The latest RDS piece of setup we need to do is to actually install our desired PostgreSQL instance.

  1. Navigate to RDS, this should take you to the RDS Dashboard.
  2. Click DB Instances in the Resources panel on the dashboard.
  3. Click Create database.

This is where all the magic happens where we put tie together all the pieces of the prior configuration/setup we've done and how that interacts with our new RDS PostgreSQL environment.

  1. Click the radio button to select PostgreSQL
  2. Select the Version you wish to install. Remember this version should match the version of database parameters you cloned in the prior steps.
  3. Select the Template of interest, I typically picked Free tier because it's free ;)
  4. Provide your database with a DB Instance Identifier.
  5. Under Credentials Settings, manually assign a Master Password and confirm it.
  6. Under Connectivity, you'll want to set that it is publicly accessible.
  7. You should be able to leave the VPC security group to use an existing and it should be set to default or whatever you named it to. In the event you have multiple security groups and you created a new one, select the one of interest to assign. In short it should be the security group that grants access to port 5432.

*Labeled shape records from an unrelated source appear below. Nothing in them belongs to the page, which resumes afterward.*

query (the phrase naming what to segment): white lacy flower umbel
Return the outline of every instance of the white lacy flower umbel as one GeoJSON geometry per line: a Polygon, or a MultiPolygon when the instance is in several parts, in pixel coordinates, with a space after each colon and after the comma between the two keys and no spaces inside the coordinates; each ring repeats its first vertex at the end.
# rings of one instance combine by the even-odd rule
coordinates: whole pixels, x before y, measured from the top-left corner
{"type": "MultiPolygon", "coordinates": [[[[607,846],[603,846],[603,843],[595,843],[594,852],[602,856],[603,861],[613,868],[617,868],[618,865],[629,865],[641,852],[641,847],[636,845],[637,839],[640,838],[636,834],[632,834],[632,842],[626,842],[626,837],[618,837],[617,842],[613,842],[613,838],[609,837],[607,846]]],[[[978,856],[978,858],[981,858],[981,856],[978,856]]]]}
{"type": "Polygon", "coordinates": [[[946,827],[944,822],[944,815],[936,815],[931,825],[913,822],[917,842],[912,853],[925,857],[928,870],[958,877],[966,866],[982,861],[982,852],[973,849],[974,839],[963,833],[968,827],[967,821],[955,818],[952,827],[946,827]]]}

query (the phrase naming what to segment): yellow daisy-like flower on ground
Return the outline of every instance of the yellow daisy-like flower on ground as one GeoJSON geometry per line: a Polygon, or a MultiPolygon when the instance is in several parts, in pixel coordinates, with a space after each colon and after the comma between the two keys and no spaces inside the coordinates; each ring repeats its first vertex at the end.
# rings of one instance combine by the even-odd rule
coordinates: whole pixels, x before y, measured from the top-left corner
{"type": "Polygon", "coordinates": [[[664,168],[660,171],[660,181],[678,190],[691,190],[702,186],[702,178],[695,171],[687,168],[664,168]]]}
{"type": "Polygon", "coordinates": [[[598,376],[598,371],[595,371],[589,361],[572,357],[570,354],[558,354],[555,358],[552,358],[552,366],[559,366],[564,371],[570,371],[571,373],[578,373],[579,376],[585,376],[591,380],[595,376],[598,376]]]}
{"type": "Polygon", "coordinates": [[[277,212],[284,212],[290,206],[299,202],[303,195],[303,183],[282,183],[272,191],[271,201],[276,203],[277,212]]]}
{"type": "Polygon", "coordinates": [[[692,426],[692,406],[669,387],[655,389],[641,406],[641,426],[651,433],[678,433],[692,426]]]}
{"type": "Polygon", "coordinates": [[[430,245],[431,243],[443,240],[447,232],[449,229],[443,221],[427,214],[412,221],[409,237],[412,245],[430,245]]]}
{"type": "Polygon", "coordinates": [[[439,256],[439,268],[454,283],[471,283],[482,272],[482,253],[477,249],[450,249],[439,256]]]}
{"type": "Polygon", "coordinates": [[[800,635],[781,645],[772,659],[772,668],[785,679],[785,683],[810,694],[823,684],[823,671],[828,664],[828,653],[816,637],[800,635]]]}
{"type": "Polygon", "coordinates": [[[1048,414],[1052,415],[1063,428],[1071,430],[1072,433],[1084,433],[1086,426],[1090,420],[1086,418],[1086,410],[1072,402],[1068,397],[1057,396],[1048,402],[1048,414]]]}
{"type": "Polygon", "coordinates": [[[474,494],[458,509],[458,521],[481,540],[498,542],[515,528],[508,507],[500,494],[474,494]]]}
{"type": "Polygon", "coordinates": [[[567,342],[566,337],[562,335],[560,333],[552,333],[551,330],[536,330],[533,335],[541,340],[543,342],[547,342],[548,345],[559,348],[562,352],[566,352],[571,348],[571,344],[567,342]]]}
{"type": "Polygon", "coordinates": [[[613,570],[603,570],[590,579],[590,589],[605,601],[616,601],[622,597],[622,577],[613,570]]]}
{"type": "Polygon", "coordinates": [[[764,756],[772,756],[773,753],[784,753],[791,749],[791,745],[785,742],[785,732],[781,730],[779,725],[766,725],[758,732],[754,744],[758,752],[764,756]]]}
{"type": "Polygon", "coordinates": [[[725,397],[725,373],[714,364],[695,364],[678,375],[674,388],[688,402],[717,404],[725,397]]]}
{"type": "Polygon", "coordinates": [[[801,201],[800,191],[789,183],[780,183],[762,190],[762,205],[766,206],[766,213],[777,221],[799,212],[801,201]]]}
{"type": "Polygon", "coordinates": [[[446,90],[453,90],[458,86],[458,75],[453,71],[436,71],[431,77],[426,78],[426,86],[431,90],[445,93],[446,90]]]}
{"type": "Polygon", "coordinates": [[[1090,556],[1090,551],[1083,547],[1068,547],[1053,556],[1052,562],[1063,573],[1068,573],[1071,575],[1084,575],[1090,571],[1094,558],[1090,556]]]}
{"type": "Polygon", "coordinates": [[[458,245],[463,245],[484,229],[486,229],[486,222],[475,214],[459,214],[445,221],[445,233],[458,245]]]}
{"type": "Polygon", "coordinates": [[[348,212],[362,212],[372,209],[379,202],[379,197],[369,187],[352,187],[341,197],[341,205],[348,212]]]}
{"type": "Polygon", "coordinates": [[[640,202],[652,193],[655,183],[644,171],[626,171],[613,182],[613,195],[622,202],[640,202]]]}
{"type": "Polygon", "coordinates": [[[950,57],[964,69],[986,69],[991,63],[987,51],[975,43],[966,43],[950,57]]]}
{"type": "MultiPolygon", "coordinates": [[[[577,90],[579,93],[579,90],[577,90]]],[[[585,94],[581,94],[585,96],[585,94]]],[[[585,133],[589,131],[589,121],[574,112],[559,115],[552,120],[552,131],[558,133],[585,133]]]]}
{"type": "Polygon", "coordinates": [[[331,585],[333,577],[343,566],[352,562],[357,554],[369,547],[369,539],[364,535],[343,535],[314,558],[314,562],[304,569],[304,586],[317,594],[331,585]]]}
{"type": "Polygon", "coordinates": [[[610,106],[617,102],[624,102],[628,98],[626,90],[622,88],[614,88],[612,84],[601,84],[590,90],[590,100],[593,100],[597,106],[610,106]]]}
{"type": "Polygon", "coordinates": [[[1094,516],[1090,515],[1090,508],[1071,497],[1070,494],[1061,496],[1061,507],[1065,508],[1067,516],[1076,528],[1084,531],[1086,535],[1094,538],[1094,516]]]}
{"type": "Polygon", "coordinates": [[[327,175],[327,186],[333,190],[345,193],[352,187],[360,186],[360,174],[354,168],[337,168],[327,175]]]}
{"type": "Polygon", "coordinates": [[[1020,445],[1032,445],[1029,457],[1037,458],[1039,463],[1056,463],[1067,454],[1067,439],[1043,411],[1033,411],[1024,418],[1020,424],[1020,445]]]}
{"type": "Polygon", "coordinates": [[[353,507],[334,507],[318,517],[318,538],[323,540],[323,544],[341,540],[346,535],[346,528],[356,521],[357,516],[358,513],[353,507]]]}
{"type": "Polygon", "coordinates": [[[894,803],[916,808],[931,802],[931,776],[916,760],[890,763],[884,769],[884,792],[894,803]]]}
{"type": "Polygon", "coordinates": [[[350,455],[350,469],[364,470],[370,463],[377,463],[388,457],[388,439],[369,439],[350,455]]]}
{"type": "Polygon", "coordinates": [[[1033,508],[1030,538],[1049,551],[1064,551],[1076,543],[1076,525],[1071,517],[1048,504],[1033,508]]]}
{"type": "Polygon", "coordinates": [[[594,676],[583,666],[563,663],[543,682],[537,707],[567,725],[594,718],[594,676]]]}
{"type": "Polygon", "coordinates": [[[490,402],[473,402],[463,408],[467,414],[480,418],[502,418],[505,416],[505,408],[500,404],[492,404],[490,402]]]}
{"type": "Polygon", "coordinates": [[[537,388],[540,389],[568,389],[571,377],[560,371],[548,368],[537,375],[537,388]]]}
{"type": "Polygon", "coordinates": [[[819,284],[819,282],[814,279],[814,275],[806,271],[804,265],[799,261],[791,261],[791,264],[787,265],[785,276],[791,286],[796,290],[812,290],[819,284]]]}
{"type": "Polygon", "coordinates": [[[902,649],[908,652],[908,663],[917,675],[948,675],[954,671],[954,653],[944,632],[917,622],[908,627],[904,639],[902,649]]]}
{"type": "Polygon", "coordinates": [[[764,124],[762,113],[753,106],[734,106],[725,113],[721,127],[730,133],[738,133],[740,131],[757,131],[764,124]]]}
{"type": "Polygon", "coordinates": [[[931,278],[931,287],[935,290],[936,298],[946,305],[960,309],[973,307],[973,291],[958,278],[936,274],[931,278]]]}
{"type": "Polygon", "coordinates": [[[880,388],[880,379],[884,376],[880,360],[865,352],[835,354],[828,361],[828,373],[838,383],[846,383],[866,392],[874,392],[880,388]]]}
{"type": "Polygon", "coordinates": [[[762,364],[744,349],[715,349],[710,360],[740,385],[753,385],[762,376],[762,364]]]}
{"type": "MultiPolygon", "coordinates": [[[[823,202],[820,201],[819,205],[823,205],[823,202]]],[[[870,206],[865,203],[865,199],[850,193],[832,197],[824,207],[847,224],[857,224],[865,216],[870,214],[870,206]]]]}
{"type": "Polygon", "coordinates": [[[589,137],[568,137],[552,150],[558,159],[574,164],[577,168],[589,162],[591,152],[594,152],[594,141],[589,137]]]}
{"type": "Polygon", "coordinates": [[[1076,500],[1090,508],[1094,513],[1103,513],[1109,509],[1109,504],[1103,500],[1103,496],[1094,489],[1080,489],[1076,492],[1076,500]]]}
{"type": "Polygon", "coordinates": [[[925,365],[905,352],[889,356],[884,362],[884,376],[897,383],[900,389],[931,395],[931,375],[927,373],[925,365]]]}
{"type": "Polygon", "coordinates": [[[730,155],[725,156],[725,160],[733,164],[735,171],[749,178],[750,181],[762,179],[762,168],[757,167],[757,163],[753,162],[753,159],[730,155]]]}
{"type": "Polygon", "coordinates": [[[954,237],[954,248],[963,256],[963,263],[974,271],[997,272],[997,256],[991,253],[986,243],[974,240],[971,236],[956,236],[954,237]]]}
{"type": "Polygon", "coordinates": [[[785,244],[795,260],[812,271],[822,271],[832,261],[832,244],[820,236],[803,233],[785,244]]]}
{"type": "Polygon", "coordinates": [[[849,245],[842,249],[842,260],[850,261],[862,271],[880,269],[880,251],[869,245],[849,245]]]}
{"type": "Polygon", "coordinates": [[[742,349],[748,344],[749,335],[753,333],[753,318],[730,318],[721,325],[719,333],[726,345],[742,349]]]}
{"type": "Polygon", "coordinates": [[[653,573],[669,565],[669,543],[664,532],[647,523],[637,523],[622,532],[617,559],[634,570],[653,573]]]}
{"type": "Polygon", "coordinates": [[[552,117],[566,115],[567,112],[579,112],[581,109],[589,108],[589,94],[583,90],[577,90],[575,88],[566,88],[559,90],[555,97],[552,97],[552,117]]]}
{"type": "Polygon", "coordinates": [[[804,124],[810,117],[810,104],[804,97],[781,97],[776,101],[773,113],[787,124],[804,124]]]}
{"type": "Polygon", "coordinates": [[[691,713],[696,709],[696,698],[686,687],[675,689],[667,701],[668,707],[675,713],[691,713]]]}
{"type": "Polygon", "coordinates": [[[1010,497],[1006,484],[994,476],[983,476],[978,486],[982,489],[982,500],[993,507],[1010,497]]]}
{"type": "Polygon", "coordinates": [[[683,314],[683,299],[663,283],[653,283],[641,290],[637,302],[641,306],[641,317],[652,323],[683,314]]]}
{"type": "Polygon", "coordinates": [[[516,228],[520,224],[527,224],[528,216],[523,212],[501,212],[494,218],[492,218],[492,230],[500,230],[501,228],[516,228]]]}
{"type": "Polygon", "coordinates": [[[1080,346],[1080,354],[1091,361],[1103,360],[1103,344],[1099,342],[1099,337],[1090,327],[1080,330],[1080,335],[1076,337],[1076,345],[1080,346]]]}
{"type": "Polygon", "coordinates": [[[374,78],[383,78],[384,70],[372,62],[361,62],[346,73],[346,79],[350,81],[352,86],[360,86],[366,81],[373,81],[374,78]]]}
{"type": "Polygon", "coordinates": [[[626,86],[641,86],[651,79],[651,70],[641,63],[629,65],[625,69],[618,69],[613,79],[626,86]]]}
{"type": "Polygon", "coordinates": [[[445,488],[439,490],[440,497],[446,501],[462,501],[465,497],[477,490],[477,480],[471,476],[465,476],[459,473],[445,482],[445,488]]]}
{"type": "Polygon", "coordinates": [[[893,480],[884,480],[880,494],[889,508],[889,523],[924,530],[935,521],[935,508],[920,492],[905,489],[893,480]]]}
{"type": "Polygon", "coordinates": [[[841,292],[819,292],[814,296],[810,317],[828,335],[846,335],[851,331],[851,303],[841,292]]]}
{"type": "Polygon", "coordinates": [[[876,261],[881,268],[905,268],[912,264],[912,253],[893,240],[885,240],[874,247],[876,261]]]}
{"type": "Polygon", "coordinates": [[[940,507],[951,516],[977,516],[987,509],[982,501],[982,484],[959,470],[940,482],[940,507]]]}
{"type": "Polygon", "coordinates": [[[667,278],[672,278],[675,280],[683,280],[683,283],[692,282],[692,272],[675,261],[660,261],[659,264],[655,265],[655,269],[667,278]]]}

Feel free to customize any other database configuration options you want but they're entirely optional and defaults are perfectly acceptable. Once you are satisfied with your configuration, click Create database and wait a few minutes while your instance is configured, built, and brought online for you.

Connecting to Amazon RDS

In order to connect to your Amazon RDS PostgreSQL instance, you'll need to use the fully qualified endpoint name. In order to determine your endpoint:

  1. Navigate to RDS, this should take you to the RDS Dashboard.
  2. Click DB Instances in the Resources panel on the dashboard.
  3. Click on the designed DB Identifier for the instance you're interested in connecting to.
  4. You should have a Connectivity & security tab where you can see the Endpoint name.

When you run your JVM process you either need to provide these VM options manually, provide them as a part of the exported environment or manually modify TestHelper#defaultJdbcConfig() specifying these values directly before running the tests.

database.dbname=postgres
database.hostname=<your amazon instance endpoint>
database.user=<name of master user, by default this is postgres>
database.password=<your master password>

Viewing logs

If you're interested in watching the logs of your PostgreSQL instance if you configured the optional database parameters.

  1. Navigate to RDS, this should take you to the RDS Dashboard.
  2. Click DB Instances in the Resources panel on the dashboard.
  3. Click on the designed DB Identifier for the instance you're interested in connecting to.
  4. You should have a Logs & events tab where you can then scroll down to the Logs section.
  5. Select the latest log of interest in the table and click Watch.
  6. This takes you to a screen that updates periodically with the latest log entries.